Another Justice Department lawyer, an African American Assistant U.S. Attorney, testified that Sessions once said he thought the Ku Klux Klan was “OK until I found out they smoked pot.” The same witness also alleged, under oath, that Sessions had once referred to him as “boy”, and that “Mr. Sessions admonished me to ‘be careful what you say to white folks.’”

Sessions defended himself by claiming that his remarks were taken out of context, or that they were innocent “jokes”, and comments meant in jest. Sessions’ notion of what is funny must be examined in the context of the past week’s hearings wherein he and other Republicans attempted to discredit Ms Kagan by trashing the noble and historic role played by her mentor, the late Supreme Court Justice Thurgood Marshall, the first African American ever appointed to the Supreme Court.

Sessions’ own temperament and character became evident during the course of a particularly disturbing exchange with then-Democratic Sen. Joe Biden  in those 1986 hearings. Biden asked Sessions whether or not he had referred to the NAACP and other civil rights groups as “un-American.” Astonishingly, both at the time but particularly in retrospect, Sessions’ defense was, “I’m often loose with my tongue. I may have said something about the NAACP being un-American or Communist, but I meant no harm by it.”

No harm? Indeed!

Whether or not Sen. Sessions has a right to be bitter still over that experience and outcome in 1986, when he became only the second person in a half century to be denied confirmation to a federal judgeship is arguable.

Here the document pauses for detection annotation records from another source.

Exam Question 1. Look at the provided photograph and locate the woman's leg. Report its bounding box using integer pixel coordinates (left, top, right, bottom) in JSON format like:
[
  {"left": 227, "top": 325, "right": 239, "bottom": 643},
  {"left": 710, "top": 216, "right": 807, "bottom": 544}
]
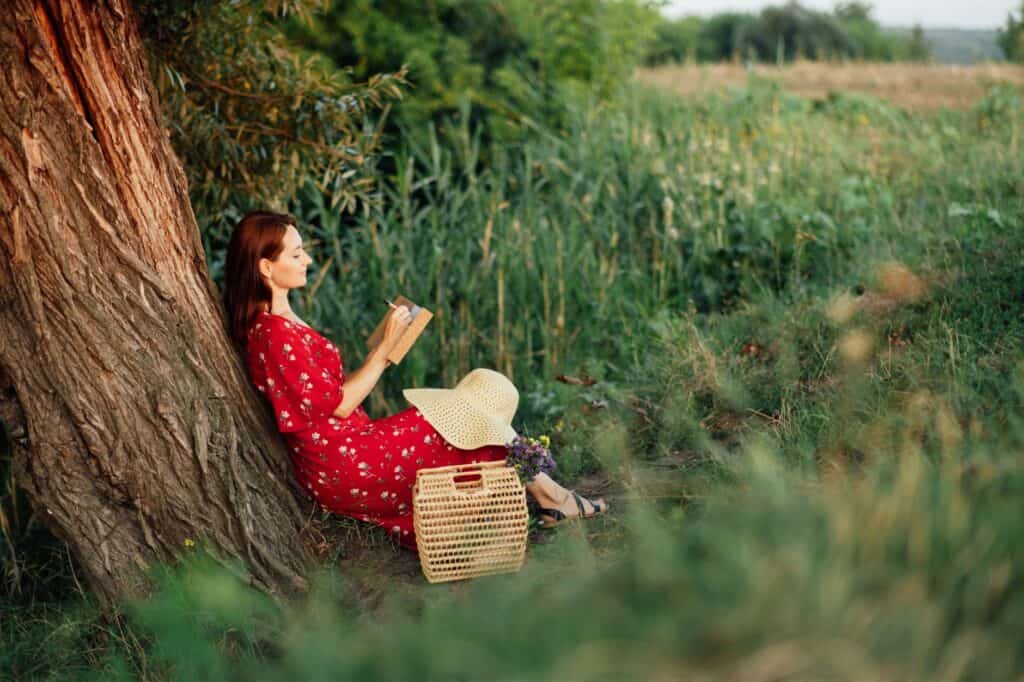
[{"left": 526, "top": 473, "right": 608, "bottom": 518}]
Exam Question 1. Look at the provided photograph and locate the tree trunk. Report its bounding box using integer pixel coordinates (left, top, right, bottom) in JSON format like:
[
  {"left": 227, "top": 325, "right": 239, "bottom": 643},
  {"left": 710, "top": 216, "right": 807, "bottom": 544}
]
[{"left": 0, "top": 0, "right": 309, "bottom": 599}]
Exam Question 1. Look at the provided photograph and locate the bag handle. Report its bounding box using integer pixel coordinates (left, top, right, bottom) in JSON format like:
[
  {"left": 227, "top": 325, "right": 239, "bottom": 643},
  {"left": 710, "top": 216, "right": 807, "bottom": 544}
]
[{"left": 416, "top": 460, "right": 508, "bottom": 496}]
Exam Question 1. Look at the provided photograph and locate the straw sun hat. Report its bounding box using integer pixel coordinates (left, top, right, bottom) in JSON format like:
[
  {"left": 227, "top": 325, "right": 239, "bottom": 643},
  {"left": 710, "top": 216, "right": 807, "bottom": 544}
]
[{"left": 401, "top": 369, "right": 519, "bottom": 450}]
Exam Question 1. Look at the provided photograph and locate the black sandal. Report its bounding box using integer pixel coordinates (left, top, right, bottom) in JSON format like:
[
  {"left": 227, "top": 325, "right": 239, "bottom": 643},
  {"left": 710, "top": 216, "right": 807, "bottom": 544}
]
[{"left": 538, "top": 491, "right": 608, "bottom": 528}]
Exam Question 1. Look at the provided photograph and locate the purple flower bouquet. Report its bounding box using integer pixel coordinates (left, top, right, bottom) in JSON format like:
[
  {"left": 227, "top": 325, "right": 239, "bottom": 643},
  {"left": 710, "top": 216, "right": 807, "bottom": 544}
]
[{"left": 505, "top": 435, "right": 556, "bottom": 483}]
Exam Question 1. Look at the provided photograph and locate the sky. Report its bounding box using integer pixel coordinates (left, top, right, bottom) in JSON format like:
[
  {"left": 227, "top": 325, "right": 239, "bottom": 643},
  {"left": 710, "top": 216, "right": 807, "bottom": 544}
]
[{"left": 663, "top": 0, "right": 1021, "bottom": 29}]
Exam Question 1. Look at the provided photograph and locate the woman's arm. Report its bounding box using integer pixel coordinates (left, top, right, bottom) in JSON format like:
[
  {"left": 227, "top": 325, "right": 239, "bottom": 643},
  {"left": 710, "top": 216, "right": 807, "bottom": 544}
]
[
  {"left": 334, "top": 344, "right": 390, "bottom": 419},
  {"left": 334, "top": 305, "right": 411, "bottom": 419}
]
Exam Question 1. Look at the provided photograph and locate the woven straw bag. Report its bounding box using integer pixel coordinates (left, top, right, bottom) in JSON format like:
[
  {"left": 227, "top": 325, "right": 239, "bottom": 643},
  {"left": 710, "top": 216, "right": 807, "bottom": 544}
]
[{"left": 413, "top": 462, "right": 527, "bottom": 583}]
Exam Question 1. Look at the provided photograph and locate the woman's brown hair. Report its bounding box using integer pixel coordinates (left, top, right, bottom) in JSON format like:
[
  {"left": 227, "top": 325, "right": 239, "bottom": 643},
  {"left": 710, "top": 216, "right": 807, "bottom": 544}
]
[{"left": 224, "top": 211, "right": 295, "bottom": 350}]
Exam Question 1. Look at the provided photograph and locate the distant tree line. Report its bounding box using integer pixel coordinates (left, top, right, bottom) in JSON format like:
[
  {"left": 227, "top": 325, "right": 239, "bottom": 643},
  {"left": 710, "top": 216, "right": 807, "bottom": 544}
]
[
  {"left": 995, "top": 2, "right": 1024, "bottom": 63},
  {"left": 287, "top": 0, "right": 663, "bottom": 137},
  {"left": 644, "top": 2, "right": 931, "bottom": 66}
]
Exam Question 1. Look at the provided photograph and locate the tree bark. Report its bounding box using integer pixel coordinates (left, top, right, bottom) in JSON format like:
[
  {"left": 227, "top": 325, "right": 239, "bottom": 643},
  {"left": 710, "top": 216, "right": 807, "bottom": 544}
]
[{"left": 0, "top": 0, "right": 309, "bottom": 599}]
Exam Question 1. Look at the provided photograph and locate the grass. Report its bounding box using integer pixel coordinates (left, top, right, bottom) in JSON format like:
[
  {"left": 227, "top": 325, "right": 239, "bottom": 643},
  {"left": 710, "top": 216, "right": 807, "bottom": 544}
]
[{"left": 0, "top": 66, "right": 1024, "bottom": 680}]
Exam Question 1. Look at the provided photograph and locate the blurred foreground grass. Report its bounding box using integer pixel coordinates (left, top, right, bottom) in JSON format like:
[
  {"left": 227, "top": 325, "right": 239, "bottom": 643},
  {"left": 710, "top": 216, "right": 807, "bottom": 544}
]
[{"left": 6, "top": 76, "right": 1024, "bottom": 680}]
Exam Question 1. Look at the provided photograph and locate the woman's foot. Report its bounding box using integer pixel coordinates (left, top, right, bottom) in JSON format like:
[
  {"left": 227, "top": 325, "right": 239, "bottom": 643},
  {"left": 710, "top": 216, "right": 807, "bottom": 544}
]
[{"left": 540, "top": 491, "right": 608, "bottom": 528}]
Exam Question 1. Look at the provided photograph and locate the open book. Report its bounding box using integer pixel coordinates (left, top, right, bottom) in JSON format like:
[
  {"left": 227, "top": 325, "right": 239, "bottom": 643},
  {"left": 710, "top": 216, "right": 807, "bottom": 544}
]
[{"left": 367, "top": 296, "right": 434, "bottom": 365}]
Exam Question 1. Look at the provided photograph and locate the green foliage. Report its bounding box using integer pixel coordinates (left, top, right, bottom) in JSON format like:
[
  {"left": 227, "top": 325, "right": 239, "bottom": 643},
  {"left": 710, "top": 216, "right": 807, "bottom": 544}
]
[
  {"left": 644, "top": 2, "right": 930, "bottom": 66},
  {"left": 290, "top": 0, "right": 657, "bottom": 138},
  {"left": 995, "top": 2, "right": 1024, "bottom": 63},
  {"left": 137, "top": 0, "right": 403, "bottom": 238}
]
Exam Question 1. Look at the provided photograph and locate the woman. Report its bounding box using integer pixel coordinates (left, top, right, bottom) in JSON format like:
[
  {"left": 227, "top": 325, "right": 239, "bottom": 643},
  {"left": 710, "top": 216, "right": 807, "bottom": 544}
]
[{"left": 224, "top": 211, "right": 607, "bottom": 549}]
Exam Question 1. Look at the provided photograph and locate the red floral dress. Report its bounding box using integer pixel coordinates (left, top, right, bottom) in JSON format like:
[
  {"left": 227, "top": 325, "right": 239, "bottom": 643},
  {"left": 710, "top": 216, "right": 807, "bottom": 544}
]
[{"left": 246, "top": 312, "right": 507, "bottom": 549}]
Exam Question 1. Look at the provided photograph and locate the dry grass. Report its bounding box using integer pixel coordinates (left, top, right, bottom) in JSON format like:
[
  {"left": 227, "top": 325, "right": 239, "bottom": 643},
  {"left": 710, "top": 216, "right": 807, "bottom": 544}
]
[{"left": 636, "top": 61, "right": 1024, "bottom": 111}]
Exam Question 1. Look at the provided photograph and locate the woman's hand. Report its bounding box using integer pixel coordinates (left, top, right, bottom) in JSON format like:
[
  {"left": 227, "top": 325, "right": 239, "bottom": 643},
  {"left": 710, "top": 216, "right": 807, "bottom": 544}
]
[{"left": 380, "top": 305, "right": 413, "bottom": 353}]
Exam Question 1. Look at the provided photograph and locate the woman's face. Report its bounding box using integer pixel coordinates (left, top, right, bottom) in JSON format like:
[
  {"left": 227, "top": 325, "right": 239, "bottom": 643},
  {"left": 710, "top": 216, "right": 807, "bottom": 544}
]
[{"left": 259, "top": 225, "right": 313, "bottom": 291}]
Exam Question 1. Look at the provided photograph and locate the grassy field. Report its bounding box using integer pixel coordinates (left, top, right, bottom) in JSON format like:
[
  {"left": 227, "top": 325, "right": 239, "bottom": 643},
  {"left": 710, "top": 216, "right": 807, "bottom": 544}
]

What is not okay, however, is to argue that Sessions’ own record and rhetoric aren’t fair game as he goes about trying to defeat Ms Kagan or any future judicial nominees put forward by President Obama.

Moreover, if someone of Sessions’ caliber is going to go after the likes of Elena Kagan and Thurgood Marshall through the use of innuendo and code words, then he should expect to be subjected to critical cross-examination and vigorous challenge by his colleagues, the media, and American citizens of all types and persuasions.

It’s way past time to put a stop to cheap shots and demagoguery, especially when employed by politicians whose own records are suspect, or worse.

Les Francis is a Washington-based public affairs and political consultant. He is former chief of staff to then U.S. Rep. Norman Y. Mineta (D-San Jose) and Deputy White House Chief of Staff to President Jimmy Carter. He also served as  Executive Director of the Democratic National Committee and the Democratic Congressional Campaign Committee.